Retail sales and food-services spending rose 0.3 percent in November following a 1.8 percent gain in October.  Retail sales have posted gains in four consecutive months but November is the slowest pace of the four. The increases put total retail sales up 18.2 percent from a year ago and at a new record high; they remain well above the pre-pandemic trend (see first chart).

Core retail sales, which exclude motor vehicle dealers and gasoline retailers, posted a modest 0.2 percent increase for the month, following a gain of 1.6 percent in October, leaving that measure with a 16.5 percent gain from a year ago. Core retail sales are also at a new record high and well above the pre-pandemic trend (see first chart).

Most categories were up in November though breadth was weaker than in October.  Six categories posted gains while five showed declines and two were essentially unchanged. The gains were led by a 1.7 percent increase in gasoline stations, followed by sporting goods, hobby, and bookstore sales (up 1.3 percent) and food and beverage store sales (up 1.3 percent). Gasoline sales often reflect large price movements; the average price for a gallon of gasoline rose 2.8 percent in November. Electronics and appliance store sales led the decliners, down 4.6 percent, while general merchandise store sales fell 1.2 percent and health and personal care stores sales were off 0.6 percent.

While retail sales are running well above the recent eight-year trend, measured as a share of disposable income, retail sales are returning to the range that persisted for much of the 1992 though 2007 period (see third chart).
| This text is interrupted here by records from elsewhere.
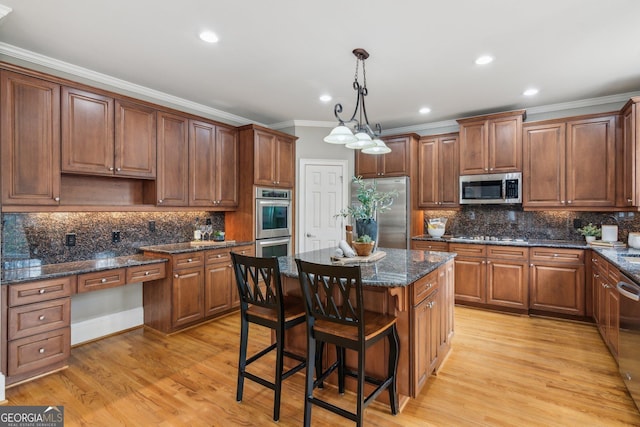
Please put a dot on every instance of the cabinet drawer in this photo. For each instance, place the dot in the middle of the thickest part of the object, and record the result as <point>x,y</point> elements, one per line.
<point>145,273</point>
<point>427,245</point>
<point>101,280</point>
<point>508,252</point>
<point>26,320</point>
<point>218,256</point>
<point>423,287</point>
<point>38,351</point>
<point>468,249</point>
<point>558,255</point>
<point>42,290</point>
<point>188,260</point>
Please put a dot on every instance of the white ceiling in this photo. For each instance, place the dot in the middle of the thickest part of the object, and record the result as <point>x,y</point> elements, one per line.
<point>275,58</point>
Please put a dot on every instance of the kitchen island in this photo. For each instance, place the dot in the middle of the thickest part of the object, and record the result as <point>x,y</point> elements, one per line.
<point>415,286</point>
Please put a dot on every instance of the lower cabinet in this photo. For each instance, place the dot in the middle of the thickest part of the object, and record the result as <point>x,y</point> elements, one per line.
<point>557,281</point>
<point>199,286</point>
<point>38,327</point>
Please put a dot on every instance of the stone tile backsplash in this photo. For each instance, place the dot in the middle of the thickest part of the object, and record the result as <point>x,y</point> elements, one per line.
<point>510,221</point>
<point>39,238</point>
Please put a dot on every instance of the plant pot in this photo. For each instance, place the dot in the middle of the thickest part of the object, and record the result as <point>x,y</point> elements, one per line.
<point>363,249</point>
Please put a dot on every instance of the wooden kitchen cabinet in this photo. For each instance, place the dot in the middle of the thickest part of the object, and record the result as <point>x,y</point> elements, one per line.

As a share of income, sales were typically in the 35 percent to 38 percent range, well above the 10-year average of 32.3 percent through the end of 2019 (see third chart). This suggests that if the sales share were to stabilize, then retail spending growth should be roughly in line with growth in disposable income. If the share were to fall back to the more recent pattern, then retail spending would slow to a pace below the growth in disposable income.
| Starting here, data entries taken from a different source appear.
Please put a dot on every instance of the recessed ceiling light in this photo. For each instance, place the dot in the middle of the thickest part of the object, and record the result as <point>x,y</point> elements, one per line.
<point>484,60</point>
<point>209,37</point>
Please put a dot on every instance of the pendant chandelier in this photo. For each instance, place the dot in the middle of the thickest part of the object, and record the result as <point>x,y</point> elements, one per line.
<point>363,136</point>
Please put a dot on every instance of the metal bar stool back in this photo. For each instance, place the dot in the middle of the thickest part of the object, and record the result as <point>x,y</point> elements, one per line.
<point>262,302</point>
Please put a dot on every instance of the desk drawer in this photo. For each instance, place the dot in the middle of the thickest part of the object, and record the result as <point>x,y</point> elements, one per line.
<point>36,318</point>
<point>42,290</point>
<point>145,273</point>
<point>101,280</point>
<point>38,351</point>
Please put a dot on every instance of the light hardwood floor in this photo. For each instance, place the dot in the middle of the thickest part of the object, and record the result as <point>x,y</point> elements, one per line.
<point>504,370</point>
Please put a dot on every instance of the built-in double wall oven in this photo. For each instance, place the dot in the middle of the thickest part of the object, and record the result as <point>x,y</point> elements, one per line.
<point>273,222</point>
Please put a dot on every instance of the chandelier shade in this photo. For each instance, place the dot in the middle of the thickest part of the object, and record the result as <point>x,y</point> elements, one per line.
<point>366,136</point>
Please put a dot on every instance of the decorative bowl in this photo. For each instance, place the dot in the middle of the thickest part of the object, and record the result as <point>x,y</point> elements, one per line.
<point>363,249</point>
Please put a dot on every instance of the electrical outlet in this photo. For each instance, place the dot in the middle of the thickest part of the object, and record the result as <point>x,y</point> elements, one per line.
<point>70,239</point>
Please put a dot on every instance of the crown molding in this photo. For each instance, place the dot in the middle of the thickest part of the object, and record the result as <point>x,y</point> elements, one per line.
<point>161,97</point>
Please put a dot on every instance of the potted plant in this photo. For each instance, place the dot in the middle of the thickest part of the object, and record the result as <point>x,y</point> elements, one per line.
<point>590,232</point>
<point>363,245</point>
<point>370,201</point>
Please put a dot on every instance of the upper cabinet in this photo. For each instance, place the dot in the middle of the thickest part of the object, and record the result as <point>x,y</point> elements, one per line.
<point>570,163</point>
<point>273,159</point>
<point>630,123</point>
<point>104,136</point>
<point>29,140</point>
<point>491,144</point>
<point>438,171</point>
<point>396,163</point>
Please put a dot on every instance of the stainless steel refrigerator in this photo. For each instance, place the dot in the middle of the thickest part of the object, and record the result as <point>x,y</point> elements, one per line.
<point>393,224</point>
Furthermore, slowing sales may help the demand/supply imbalance that has been putting upward pressure on prices. Retail inventories have improved for several industries in recent months (see fourth chart). Motor vehicles continue to be the laggard with regard to inventories, coming in at about 63 percent of the December 2019 level. Beyond motor vehicles, only clothing and accessories and department stores show lower inventories relative to December 2019.
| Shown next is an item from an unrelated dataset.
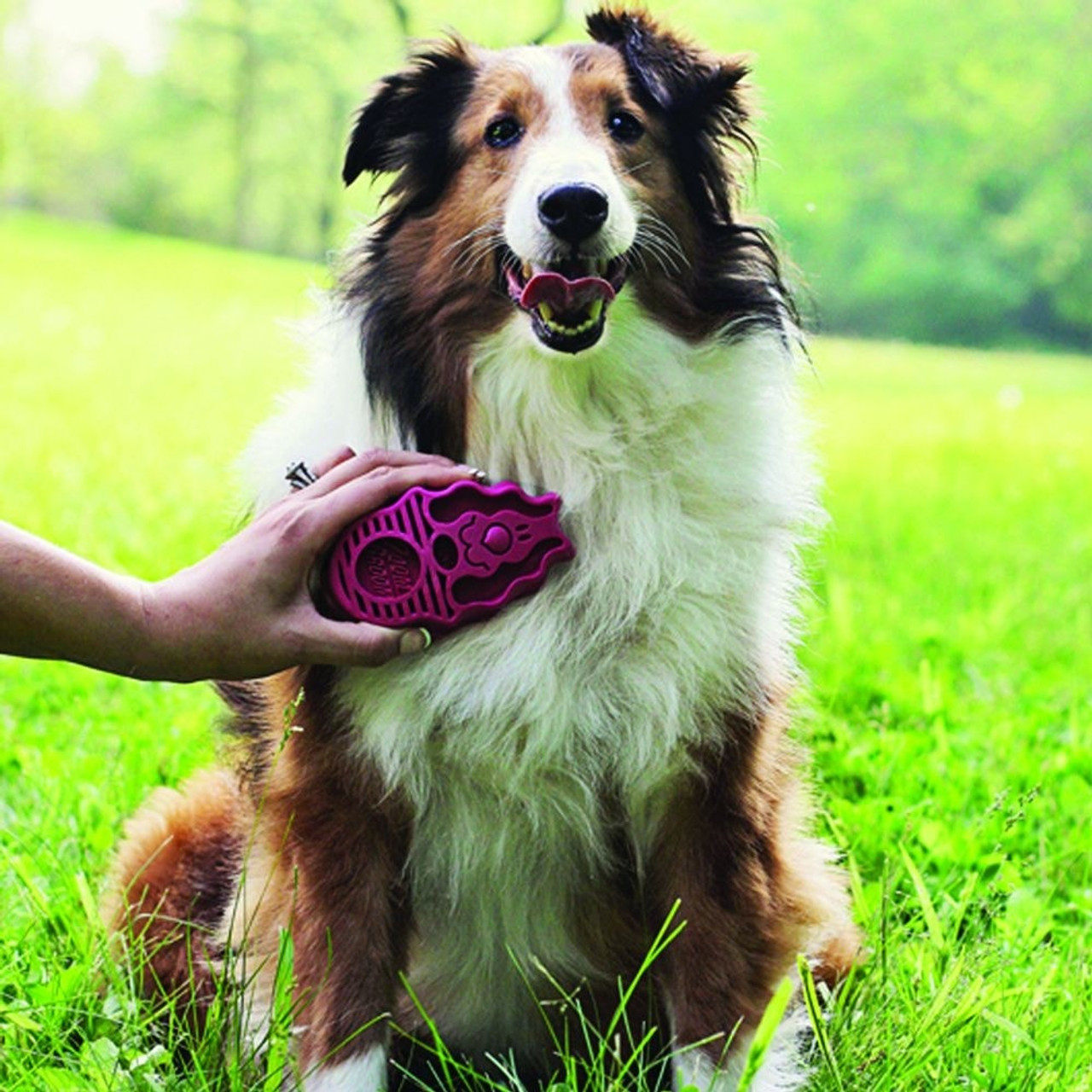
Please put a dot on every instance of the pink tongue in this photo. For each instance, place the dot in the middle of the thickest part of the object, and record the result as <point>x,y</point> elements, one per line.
<point>562,293</point>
Overall, total and core retail sales posted modest gains in November and remain well above recent trends. However, as a share of disposable income, sales are returning back to their 1992 through 2007 range. Retail sales growth may slow over coming quarters, more in line with the rate of growth in disposable income. This could help alleviate upward pressure on prices, particularly if production/supply continues to make gains. The economic outlook is for continued growth and upward pressure on prices is likely to continue for a while longer, but progress towards easing pressures may be accelerating.